9日目 2011.09.06(火)8:10 小雨のち晴

沈んだ気分とシンクロするかのように、行きの電車では辛気臭い小雨が降っていた。
生きていると楽しいことばかりではない。

ここ数年で最高に落ち込んでいたこの休暇の日、気分を変えるためにも、気が乗らなかったが無理矢理朝5時過ぎの電車に乗り込んで、2時間半。新蒲原宿にたどり着いた。

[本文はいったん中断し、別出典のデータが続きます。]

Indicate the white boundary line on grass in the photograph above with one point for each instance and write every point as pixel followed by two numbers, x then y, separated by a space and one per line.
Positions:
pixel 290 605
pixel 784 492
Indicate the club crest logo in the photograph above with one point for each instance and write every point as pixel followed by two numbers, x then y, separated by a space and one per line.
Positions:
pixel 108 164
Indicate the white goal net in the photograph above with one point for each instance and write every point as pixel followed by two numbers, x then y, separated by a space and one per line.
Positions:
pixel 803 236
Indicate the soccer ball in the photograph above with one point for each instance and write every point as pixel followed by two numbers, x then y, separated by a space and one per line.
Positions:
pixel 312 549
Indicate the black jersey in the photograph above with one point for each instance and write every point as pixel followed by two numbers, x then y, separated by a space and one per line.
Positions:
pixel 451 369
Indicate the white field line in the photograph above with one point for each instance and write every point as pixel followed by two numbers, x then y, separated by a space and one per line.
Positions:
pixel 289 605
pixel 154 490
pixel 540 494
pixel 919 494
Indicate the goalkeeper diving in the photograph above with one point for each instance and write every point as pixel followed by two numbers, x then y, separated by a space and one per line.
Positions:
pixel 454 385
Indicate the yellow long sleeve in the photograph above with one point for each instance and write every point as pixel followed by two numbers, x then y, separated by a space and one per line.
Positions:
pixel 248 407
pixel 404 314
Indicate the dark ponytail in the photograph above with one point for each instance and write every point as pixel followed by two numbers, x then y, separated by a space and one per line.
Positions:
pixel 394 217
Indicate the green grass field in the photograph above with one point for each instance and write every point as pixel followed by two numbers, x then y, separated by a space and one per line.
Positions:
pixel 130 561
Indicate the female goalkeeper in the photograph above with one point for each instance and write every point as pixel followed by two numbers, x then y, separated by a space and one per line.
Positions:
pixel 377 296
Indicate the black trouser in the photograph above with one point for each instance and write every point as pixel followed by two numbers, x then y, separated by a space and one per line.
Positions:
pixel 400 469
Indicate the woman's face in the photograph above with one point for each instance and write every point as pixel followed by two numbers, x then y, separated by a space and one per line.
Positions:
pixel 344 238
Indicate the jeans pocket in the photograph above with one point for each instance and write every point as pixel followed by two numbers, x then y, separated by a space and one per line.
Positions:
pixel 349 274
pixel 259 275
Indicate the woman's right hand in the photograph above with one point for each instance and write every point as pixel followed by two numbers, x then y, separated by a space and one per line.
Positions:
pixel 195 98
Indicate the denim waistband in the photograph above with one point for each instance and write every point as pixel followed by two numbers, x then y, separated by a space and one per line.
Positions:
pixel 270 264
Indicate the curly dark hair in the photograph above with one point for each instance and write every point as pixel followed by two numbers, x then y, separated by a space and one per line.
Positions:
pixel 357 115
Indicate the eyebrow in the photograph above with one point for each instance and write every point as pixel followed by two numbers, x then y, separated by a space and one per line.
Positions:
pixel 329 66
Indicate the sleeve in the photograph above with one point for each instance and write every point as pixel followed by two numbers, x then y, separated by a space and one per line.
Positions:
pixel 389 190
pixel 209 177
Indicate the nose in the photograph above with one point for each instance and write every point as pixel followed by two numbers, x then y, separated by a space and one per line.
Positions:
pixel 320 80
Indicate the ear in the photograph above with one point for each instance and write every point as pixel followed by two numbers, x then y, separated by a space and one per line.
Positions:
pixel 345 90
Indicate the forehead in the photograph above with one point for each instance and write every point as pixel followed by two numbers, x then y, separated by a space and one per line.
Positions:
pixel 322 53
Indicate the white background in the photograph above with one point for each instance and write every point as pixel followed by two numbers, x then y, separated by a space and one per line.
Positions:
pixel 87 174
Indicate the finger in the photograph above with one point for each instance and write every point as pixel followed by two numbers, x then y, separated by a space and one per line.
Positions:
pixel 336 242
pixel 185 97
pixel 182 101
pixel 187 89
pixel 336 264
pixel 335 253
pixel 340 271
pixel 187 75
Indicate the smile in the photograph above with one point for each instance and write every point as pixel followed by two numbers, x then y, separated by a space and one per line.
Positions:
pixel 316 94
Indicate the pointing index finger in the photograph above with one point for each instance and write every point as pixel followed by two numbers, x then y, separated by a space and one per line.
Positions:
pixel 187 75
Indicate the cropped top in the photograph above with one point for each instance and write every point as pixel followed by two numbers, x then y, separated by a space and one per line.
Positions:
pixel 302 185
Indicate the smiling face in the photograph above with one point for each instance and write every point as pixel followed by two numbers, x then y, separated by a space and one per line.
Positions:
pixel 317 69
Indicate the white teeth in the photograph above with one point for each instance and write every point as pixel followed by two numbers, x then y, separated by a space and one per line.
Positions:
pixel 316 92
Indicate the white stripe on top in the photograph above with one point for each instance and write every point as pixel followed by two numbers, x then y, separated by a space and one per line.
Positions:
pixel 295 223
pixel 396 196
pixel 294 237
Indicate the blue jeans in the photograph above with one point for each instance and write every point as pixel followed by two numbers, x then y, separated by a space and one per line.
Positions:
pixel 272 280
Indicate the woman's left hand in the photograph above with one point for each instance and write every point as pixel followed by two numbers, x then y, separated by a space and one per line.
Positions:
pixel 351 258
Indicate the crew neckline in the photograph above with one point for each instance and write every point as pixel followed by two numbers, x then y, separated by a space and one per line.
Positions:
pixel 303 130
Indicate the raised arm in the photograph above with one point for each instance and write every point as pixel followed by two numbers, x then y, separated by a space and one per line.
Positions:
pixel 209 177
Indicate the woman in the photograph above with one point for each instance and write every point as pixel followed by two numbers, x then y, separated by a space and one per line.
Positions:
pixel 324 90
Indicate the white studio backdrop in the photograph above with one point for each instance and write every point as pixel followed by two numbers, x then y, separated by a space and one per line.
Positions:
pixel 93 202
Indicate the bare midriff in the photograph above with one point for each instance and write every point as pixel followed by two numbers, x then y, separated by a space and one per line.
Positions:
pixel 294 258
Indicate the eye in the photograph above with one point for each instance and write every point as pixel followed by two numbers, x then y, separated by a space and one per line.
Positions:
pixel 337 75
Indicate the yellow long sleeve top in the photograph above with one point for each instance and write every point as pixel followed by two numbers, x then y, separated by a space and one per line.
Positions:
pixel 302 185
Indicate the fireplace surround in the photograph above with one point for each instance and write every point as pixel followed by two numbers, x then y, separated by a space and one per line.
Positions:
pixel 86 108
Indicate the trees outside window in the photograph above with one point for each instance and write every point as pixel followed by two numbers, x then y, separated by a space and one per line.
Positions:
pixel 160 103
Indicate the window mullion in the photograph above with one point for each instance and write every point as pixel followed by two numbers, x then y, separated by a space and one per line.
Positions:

足どり重く、3.9km先の東海道五十三次16番目の宿場、由比宿を目指す。

JR東海道本線 新蒲原駅構内

なんでいつもこうなるんだろう・・・

そんな気持ちで往時の面影が残る蒲原宿を歩く。

東海道五十三次 15 蒲原宿

馬頭観音は馬の守り神として信仰されていた。
蒲原のこのあたりにも、馬小屋があったという。

「馬頭観音」供養石塔 蒲原宿

「贅沢普請」と言われていた「塗り家造り」。
土蔵造りと比べ壁は薄いが、防火効果が優れていた。
もともと城郭に用いられた技術であり、江戸時代末期以降に伝わったとされる。

壁と「塗り家造り」の家(佐藤家)"
なまこ壁と「塗り家造り」の家(佐藤家)

その先の山居沢の先に本陣跡があった。


蒲原宿の西の入口。西木戸の枡形。
これも城郭の一部である城下町に用いられた技術の応用だ。

蒲原宿 西木戸枡形

西木戸跡で旧国道1号と合流すると、しばらく直進で、やがて東名高速道路の高架をくぐった先で旧道に入る。


昔の商家 志田氏宅のあたりが由比宿の東木戸である。

昔の商家(志田氏宅) 9:05
昔の商家(志田氏宅)

わかりやすい枡形構造。

由比宿 枡形

一時間ほどで由比宿に到着。
3.9kmは大体昔の一里。
一里とは1時間で歩く老若男女の平均距離なのである。

御七里役所跡の先、由比本陣跡が由比本陣公園として整備されていた。

由比本陣公園

右が東海道広重美術館、左に山岡鉄舟が名付けた松榧(しょうひ)園が見える。

由比本陣公園 御幸邸

明治天皇が御小休された離れ館を復元した御幸邸。
その庭園が松榧園なのである。

松榧園

本陣公園の側溝に亀がいた。
おばちゃんたちが鉢合わせに朝の挨拶をしている。のどかな、しかしじめついた朝だ。

由比本陣公園の亀

おもしろ宿場館。
桜えびレストランは駿河湾を一望できるらしい。

由比宿 おもしろ宿場館

由比は桜えびが特産で、今回は朝方で食べれなかったが、桜えびのかき揚げそばは絶品であった。

それから、由井正雪の生家もあった。
由井正雪は、江戸初期に戦国生き残りの不満浪士たちを糾合し、倒幕を目指した人である。


歩きながら歴史散策をし、少し気休めにはなったが、やはり不愉快さはどうにもならない。
「ロクなもんじゃねぇ」

人間なんて。そんなことを思いつつ、泣きながら東海道を西へ向かうのであった。